These teenagers really do care. A group of Huntington High School student mentors and their mentees modeled what genuine kindness means along with a sense of giving by Crocheting for a Cause and donating more than 100 hats for newborns and 15 lap blankets for patients in palliative care at St. Catherine of Siena Medical Center in Smithtown.
Veteran Huntington UFSD faculty member Eileen Gonzalez is one of the advisors for the high school’s English language learners’ scholar mentoring program and she thought this new initiative would be of value to participants.
“I was thinking of way our students could give back to the community,” Ms. Gonzalez said. “The ELL scholar mentoring program provides mentors to our English language learners who are new to the country.”
The mentors are high-achieving English language learners or former ELLs. “They are strong role models for our newcomers and ease their transition into our high school,” Ms. Gonzalez said. “They meet with their mentees to provide support, friendship and guidance on navigating life in America. I wanted the mentors to get involved in a positive activity that they could share with their mentees.”
Ms. Gonzalez wanted the mentors to get involved in a positive community-based activity that they could share with their mentees. “Serving the community was the focus,” she said. “The rest is history. Our Crochet for a Cause group started with two and steadily grew to fifteen students over the course of the project.”
When all was said and done the group crocheted over 100 hats for newborns and 15 lap blankets for patients in palliative care at St. Catherine’s of Siena Medical Center on Route 25A in Smithtown.
“I am so proud of the students,” Ms. Gonzalez said. “We met once a week, but most of the crocheting took place outside of school hours. The students were so motivated to reach our goal of 100 hats.”
Last Friday, Ilsi Martinez Euceda, a senior mentor in the program joined one of her mentees, junior Yessy Bonilla Lainez and Ms. Gonzalez to present the gifts to St. Catherine’s. Judy Goris-Moroff, the district’s director of world languages, ENL and bilingual programs also tagged along in support of the initiative.
“The highlight of our visit was stopping by the maternity ward where the girls offered the hats to new moms for their newborns,” Ms. Gonzalez said. “It was such a positive experience. We will be sure to keep crocheting to make a difference in so many people’s lives.”
Ms.
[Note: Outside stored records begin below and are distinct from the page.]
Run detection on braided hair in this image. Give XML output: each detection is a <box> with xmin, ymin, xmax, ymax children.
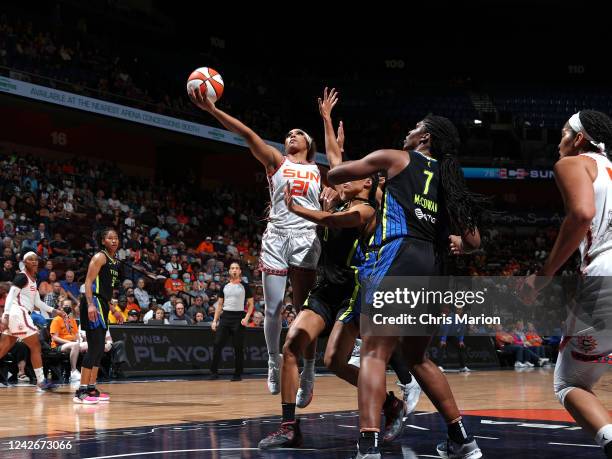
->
<box><xmin>578</xmin><ymin>110</ymin><xmax>612</xmax><ymax>154</ymax></box>
<box><xmin>96</xmin><ymin>226</ymin><xmax>118</xmax><ymax>250</ymax></box>
<box><xmin>423</xmin><ymin>115</ymin><xmax>490</xmax><ymax>234</ymax></box>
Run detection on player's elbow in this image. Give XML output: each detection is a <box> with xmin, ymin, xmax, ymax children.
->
<box><xmin>566</xmin><ymin>206</ymin><xmax>595</xmax><ymax>227</ymax></box>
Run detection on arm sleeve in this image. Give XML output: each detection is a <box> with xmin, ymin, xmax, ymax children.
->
<box><xmin>3</xmin><ymin>285</ymin><xmax>19</xmax><ymax>316</ymax></box>
<box><xmin>34</xmin><ymin>290</ymin><xmax>55</xmax><ymax>315</ymax></box>
<box><xmin>242</xmin><ymin>282</ymin><xmax>253</xmax><ymax>301</ymax></box>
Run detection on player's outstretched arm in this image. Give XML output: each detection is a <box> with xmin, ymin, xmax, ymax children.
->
<box><xmin>318</xmin><ymin>87</ymin><xmax>344</xmax><ymax>169</ymax></box>
<box><xmin>188</xmin><ymin>89</ymin><xmax>283</xmax><ymax>173</ymax></box>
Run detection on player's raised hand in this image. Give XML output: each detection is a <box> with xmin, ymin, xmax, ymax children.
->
<box><xmin>318</xmin><ymin>86</ymin><xmax>338</xmax><ymax>120</ymax></box>
<box><xmin>187</xmin><ymin>88</ymin><xmax>216</xmax><ymax>113</ymax></box>
<box><xmin>336</xmin><ymin>121</ymin><xmax>344</xmax><ymax>153</ymax></box>
<box><xmin>319</xmin><ymin>186</ymin><xmax>340</xmax><ymax>212</ymax></box>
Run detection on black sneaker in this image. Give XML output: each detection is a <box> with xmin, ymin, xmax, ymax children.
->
<box><xmin>259</xmin><ymin>419</ymin><xmax>304</xmax><ymax>449</ymax></box>
<box><xmin>72</xmin><ymin>389</ymin><xmax>99</xmax><ymax>405</ymax></box>
<box><xmin>383</xmin><ymin>392</ymin><xmax>406</xmax><ymax>443</ymax></box>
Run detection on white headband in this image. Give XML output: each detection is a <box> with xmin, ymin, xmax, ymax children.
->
<box><xmin>568</xmin><ymin>112</ymin><xmax>606</xmax><ymax>154</ymax></box>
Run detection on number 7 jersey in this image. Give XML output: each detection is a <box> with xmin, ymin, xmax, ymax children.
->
<box><xmin>268</xmin><ymin>157</ymin><xmax>321</xmax><ymax>230</ymax></box>
<box><xmin>374</xmin><ymin>151</ymin><xmax>446</xmax><ymax>245</ymax></box>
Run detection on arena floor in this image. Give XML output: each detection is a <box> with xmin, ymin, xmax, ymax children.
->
<box><xmin>0</xmin><ymin>369</ymin><xmax>612</xmax><ymax>459</ymax></box>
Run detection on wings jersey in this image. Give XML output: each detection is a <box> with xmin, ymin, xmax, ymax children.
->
<box><xmin>268</xmin><ymin>158</ymin><xmax>321</xmax><ymax>230</ymax></box>
<box><xmin>580</xmin><ymin>153</ymin><xmax>612</xmax><ymax>276</ymax></box>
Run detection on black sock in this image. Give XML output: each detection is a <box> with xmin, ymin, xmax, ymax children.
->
<box><xmin>282</xmin><ymin>403</ymin><xmax>295</xmax><ymax>422</ymax></box>
<box><xmin>357</xmin><ymin>430</ymin><xmax>378</xmax><ymax>454</ymax></box>
<box><xmin>383</xmin><ymin>392</ymin><xmax>395</xmax><ymax>409</ymax></box>
<box><xmin>447</xmin><ymin>418</ymin><xmax>471</xmax><ymax>445</ymax></box>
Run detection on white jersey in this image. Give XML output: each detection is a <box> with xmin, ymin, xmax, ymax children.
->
<box><xmin>580</xmin><ymin>153</ymin><xmax>612</xmax><ymax>276</ymax></box>
<box><xmin>4</xmin><ymin>271</ymin><xmax>53</xmax><ymax>315</ymax></box>
<box><xmin>268</xmin><ymin>157</ymin><xmax>321</xmax><ymax>230</ymax></box>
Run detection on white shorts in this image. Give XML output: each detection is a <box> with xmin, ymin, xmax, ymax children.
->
<box><xmin>259</xmin><ymin>226</ymin><xmax>321</xmax><ymax>276</ymax></box>
<box><xmin>4</xmin><ymin>306</ymin><xmax>38</xmax><ymax>339</ymax></box>
<box><xmin>554</xmin><ymin>277</ymin><xmax>612</xmax><ymax>403</ymax></box>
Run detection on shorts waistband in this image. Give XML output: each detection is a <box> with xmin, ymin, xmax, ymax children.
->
<box><xmin>266</xmin><ymin>226</ymin><xmax>317</xmax><ymax>236</ymax></box>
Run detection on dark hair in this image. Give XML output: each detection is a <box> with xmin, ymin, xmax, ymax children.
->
<box><xmin>423</xmin><ymin>115</ymin><xmax>490</xmax><ymax>234</ymax></box>
<box><xmin>96</xmin><ymin>226</ymin><xmax>119</xmax><ymax>249</ymax></box>
<box><xmin>578</xmin><ymin>110</ymin><xmax>612</xmax><ymax>153</ymax></box>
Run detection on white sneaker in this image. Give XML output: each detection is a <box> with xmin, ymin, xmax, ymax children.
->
<box><xmin>295</xmin><ymin>370</ymin><xmax>315</xmax><ymax>408</ymax></box>
<box><xmin>268</xmin><ymin>354</ymin><xmax>283</xmax><ymax>395</ymax></box>
<box><xmin>70</xmin><ymin>370</ymin><xmax>81</xmax><ymax>382</ymax></box>
<box><xmin>397</xmin><ymin>376</ymin><xmax>421</xmax><ymax>415</ymax></box>
<box><xmin>349</xmin><ymin>338</ymin><xmax>361</xmax><ymax>368</ymax></box>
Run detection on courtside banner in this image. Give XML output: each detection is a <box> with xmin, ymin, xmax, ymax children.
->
<box><xmin>361</xmin><ymin>276</ymin><xmax>612</xmax><ymax>341</ymax></box>
<box><xmin>0</xmin><ymin>77</ymin><xmax>329</xmax><ymax>165</ymax></box>
<box><xmin>110</xmin><ymin>324</ymin><xmax>327</xmax><ymax>376</ymax></box>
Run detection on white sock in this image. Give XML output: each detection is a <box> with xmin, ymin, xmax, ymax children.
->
<box><xmin>34</xmin><ymin>368</ymin><xmax>45</xmax><ymax>384</ymax></box>
<box><xmin>302</xmin><ymin>359</ymin><xmax>315</xmax><ymax>374</ymax></box>
<box><xmin>595</xmin><ymin>424</ymin><xmax>612</xmax><ymax>448</ymax></box>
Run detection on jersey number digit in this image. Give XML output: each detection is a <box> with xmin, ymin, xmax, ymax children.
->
<box><xmin>423</xmin><ymin>171</ymin><xmax>433</xmax><ymax>194</ymax></box>
<box><xmin>291</xmin><ymin>180</ymin><xmax>310</xmax><ymax>196</ymax></box>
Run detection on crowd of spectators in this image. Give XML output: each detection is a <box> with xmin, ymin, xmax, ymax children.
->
<box><xmin>0</xmin><ymin>155</ymin><xmax>304</xmax><ymax>326</ymax></box>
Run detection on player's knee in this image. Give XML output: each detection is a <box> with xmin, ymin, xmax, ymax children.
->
<box><xmin>323</xmin><ymin>349</ymin><xmax>346</xmax><ymax>373</ymax></box>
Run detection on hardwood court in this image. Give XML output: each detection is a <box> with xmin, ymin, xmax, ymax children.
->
<box><xmin>0</xmin><ymin>369</ymin><xmax>612</xmax><ymax>457</ymax></box>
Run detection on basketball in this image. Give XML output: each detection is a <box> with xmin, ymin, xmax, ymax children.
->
<box><xmin>187</xmin><ymin>67</ymin><xmax>223</xmax><ymax>102</ymax></box>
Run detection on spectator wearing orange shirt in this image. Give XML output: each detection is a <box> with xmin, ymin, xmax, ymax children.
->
<box><xmin>164</xmin><ymin>269</ymin><xmax>185</xmax><ymax>296</ymax></box>
<box><xmin>49</xmin><ymin>300</ymin><xmax>85</xmax><ymax>381</ymax></box>
<box><xmin>196</xmin><ymin>236</ymin><xmax>215</xmax><ymax>254</ymax></box>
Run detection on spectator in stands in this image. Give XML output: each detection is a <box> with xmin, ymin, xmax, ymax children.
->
<box><xmin>193</xmin><ymin>311</ymin><xmax>206</xmax><ymax>325</ymax></box>
<box><xmin>155</xmin><ymin>308</ymin><xmax>170</xmax><ymax>325</ymax></box>
<box><xmin>36</xmin><ymin>238</ymin><xmax>54</xmax><ymax>259</ymax></box>
<box><xmin>187</xmin><ymin>296</ymin><xmax>206</xmax><ymax>319</ymax></box>
<box><xmin>36</xmin><ymin>260</ymin><xmax>53</xmax><ymax>285</ymax></box>
<box><xmin>134</xmin><ymin>277</ymin><xmax>151</xmax><ymax>311</ymax></box>
<box><xmin>49</xmin><ymin>233</ymin><xmax>70</xmax><ymax>258</ymax></box>
<box><xmin>60</xmin><ymin>270</ymin><xmax>80</xmax><ymax>304</ymax></box>
<box><xmin>34</xmin><ymin>223</ymin><xmax>51</xmax><ymax>242</ymax></box>
<box><xmin>161</xmin><ymin>294</ymin><xmax>178</xmax><ymax>316</ymax></box>
<box><xmin>165</xmin><ymin>255</ymin><xmax>183</xmax><ymax>274</ymax></box>
<box><xmin>196</xmin><ymin>236</ymin><xmax>215</xmax><ymax>255</ymax></box>
<box><xmin>170</xmin><ymin>301</ymin><xmax>193</xmax><ymax>325</ymax></box>
<box><xmin>50</xmin><ymin>299</ymin><xmax>86</xmax><ymax>381</ymax></box>
<box><xmin>126</xmin><ymin>309</ymin><xmax>142</xmax><ymax>324</ymax></box>
<box><xmin>38</xmin><ymin>280</ymin><xmax>63</xmax><ymax>312</ymax></box>
<box><xmin>0</xmin><ymin>259</ymin><xmax>15</xmax><ymax>282</ymax></box>
<box><xmin>164</xmin><ymin>269</ymin><xmax>185</xmax><ymax>296</ymax></box>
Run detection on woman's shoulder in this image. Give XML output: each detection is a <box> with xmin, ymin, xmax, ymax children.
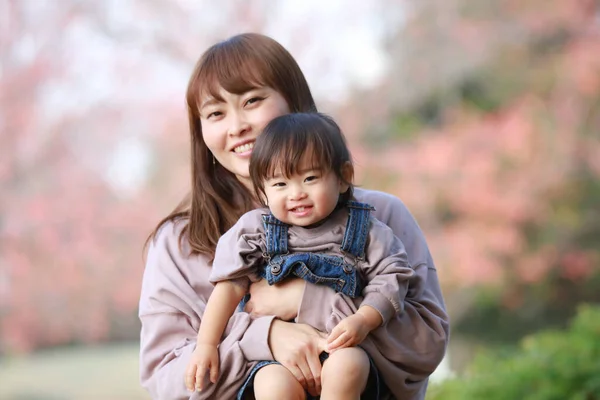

Gonzalez came to Huntington UFSD in 1991 to work as an English as a second language teacher. She’s had the opportunity to work several years at each grade level with experience in kindergarten through twelfth grade.
Ms. Gonzalez has taught at Huntington High School, J. Taylor Finley Middle School, Southdown Primary School, Woodhull Intermediate School, Huntington Intermediate School and Jack Abrams STEM Magnet School.
“I have had the opportunity to meet so many amazing teachers at each level and each experience has built on my role today the district’s ENL instructional coach,” Ms. Gonzalez said. “My classroom door is always open to teachers, observers and my mentees.”
Ms. Gonzalez holds two Bachelor of Arts degrees from Stony Brook University in Hispanic languages and literature and in linguistics with specialization in teaching English to speakers of other languages. She also earned a Master of Arts in Liberal Studies at Stony Brook with a focus on secondary education.
“I have served as building translator and parent liaison throughout my career bridging the gap between our Spanish-speaking community and schools,” Ms. Gonzalez said.
The longtime faculty member holds state teaching certifications in TESOL, Spanish, Italian and French.
“Coming back to the high school this year has brought me full circle in my career,” Ms. Gonzalez said. “I’m in a position to be able to help so many students who may not have that support most students have at home. The students actually call me ‘Mama Gonzo’ and know that they can come to me for help and support.”